Ed è proprio questo il tema portante di Polaroid, l’horror diretto dal regista norvegese Lars Klevberg, in arrivo nelle nostre sale il 6 giugno.
Proprio come successo per Lights Out e La Madre, Polaroid è ispirato ad un cortometraggio omonimo diretto sempre da Klevberg nel 2014.
Al centro della storia una giovane studentessa, che un giorno trova per caso una macchina fotografica Polaroid. Un oggetto molto particolare, che sembra causare la morte di ogni persona fotografata.
Da oggetto di culto a strumento del demonio il passo è breve ed ecco che la macchina fotografica Polaroid diventa lo spunto perfetto per un film horror.
In un mondo in cui l’ossessione per la fotografia (e per i selfie) va di pari passo con la riscoperta dell’analogico, una storia del genere risulta a dir poco perfetta. Perché trasporta l’orrore nell’ossessione del momento.
Scritto da Blair Butler (Attack of the Show!
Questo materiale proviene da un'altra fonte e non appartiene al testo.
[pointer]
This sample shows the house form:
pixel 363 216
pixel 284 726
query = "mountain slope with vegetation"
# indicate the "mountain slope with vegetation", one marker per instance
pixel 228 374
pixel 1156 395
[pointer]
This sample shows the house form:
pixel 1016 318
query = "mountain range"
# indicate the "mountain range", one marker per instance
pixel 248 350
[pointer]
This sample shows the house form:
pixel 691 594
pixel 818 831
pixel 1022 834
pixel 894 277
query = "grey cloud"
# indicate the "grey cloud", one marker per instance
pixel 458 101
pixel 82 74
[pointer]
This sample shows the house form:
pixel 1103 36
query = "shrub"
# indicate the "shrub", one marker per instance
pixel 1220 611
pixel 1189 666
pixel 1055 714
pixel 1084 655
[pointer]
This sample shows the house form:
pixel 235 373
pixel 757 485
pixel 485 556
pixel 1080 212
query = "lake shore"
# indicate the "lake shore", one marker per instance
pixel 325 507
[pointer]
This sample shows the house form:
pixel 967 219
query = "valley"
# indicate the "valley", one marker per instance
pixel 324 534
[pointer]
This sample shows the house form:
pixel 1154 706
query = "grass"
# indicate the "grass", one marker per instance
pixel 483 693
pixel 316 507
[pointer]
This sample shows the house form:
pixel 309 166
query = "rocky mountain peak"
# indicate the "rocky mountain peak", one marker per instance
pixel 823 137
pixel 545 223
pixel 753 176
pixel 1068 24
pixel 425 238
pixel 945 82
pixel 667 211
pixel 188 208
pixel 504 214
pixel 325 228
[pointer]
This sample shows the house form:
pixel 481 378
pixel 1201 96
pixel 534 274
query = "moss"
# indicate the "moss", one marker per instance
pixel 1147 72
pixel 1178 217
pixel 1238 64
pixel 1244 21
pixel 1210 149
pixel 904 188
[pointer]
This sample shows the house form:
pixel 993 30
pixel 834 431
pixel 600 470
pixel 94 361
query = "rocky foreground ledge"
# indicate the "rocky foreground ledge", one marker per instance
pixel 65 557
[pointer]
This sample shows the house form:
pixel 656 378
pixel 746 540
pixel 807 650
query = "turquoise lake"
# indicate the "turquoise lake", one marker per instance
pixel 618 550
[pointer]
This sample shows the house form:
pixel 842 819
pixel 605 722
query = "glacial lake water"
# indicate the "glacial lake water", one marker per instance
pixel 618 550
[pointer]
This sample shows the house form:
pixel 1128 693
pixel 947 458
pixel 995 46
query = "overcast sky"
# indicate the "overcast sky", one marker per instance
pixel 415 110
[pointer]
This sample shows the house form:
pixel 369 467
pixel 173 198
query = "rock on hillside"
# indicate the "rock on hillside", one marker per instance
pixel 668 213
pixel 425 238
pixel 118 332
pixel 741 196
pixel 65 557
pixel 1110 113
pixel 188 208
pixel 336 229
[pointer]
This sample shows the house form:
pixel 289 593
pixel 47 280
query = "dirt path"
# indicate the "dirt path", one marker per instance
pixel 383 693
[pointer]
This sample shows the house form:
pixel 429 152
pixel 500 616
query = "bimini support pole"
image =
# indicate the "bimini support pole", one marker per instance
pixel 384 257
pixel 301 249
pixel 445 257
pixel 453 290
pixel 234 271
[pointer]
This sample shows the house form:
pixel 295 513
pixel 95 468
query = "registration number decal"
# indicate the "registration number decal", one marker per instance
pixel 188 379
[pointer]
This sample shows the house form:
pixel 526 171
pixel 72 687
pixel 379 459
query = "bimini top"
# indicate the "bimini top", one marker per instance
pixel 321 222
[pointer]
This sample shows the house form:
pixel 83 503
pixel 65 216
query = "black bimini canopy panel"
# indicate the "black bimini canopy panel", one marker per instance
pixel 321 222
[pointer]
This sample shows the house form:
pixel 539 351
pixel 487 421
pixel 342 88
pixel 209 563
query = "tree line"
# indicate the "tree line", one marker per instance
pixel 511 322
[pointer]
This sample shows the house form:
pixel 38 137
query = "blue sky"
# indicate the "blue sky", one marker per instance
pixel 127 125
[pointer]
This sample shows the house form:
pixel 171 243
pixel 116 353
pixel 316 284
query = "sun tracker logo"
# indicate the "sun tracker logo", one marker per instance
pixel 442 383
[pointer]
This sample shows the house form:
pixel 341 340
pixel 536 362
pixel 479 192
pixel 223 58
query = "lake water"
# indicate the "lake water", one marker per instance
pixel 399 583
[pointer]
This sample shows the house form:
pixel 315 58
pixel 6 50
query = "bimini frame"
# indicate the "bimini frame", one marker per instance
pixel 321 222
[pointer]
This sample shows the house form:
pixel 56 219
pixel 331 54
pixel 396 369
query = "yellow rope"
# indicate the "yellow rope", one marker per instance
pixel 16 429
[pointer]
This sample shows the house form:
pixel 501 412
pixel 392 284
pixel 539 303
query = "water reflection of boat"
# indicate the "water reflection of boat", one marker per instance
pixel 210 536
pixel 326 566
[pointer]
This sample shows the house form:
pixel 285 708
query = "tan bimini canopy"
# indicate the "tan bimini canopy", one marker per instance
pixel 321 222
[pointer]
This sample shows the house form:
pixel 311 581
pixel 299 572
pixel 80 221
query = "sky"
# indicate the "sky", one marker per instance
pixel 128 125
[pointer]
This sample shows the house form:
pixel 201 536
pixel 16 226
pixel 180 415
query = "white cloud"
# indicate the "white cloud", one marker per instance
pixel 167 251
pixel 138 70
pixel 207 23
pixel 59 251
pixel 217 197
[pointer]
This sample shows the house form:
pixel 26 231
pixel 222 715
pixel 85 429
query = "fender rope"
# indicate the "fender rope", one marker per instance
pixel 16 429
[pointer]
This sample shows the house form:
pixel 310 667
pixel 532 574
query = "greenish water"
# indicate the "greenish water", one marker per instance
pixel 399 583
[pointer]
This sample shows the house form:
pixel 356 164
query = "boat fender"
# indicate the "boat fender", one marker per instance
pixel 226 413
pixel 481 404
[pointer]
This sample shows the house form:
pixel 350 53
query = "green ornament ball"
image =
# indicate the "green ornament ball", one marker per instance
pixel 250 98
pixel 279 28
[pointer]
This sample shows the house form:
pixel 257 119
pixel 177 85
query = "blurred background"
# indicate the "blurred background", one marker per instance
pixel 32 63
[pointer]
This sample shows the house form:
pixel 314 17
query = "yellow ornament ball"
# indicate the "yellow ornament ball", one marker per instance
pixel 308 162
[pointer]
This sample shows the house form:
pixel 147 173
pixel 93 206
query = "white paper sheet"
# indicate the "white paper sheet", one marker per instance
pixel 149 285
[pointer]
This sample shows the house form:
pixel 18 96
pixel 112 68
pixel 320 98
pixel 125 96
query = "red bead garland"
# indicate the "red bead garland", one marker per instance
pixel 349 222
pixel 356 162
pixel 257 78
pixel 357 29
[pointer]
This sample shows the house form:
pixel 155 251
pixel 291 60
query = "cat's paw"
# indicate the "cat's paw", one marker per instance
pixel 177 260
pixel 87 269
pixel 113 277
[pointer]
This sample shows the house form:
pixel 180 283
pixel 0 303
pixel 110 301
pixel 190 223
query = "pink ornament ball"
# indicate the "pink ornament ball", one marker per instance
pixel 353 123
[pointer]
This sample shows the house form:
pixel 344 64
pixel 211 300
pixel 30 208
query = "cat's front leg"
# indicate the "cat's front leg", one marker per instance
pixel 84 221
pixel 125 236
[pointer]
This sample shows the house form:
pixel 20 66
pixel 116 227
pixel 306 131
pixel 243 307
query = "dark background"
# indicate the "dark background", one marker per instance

Slasher School, America’s Next Top Zombie Idol), Polaroid vede nel cast Kathryn Prescott (Finding Carter), Mitch Pileggi (X-Files), Grace Zabriskie (Twin Peaks), Tyler Young (Eyewitness), Keenan Tracey (Bates Motel), Samantha Logan (The Fosters), Priscilla Quintana (Stranded), Madelaine Petsch (Riverdale) e Javier Botet (Mama, IT).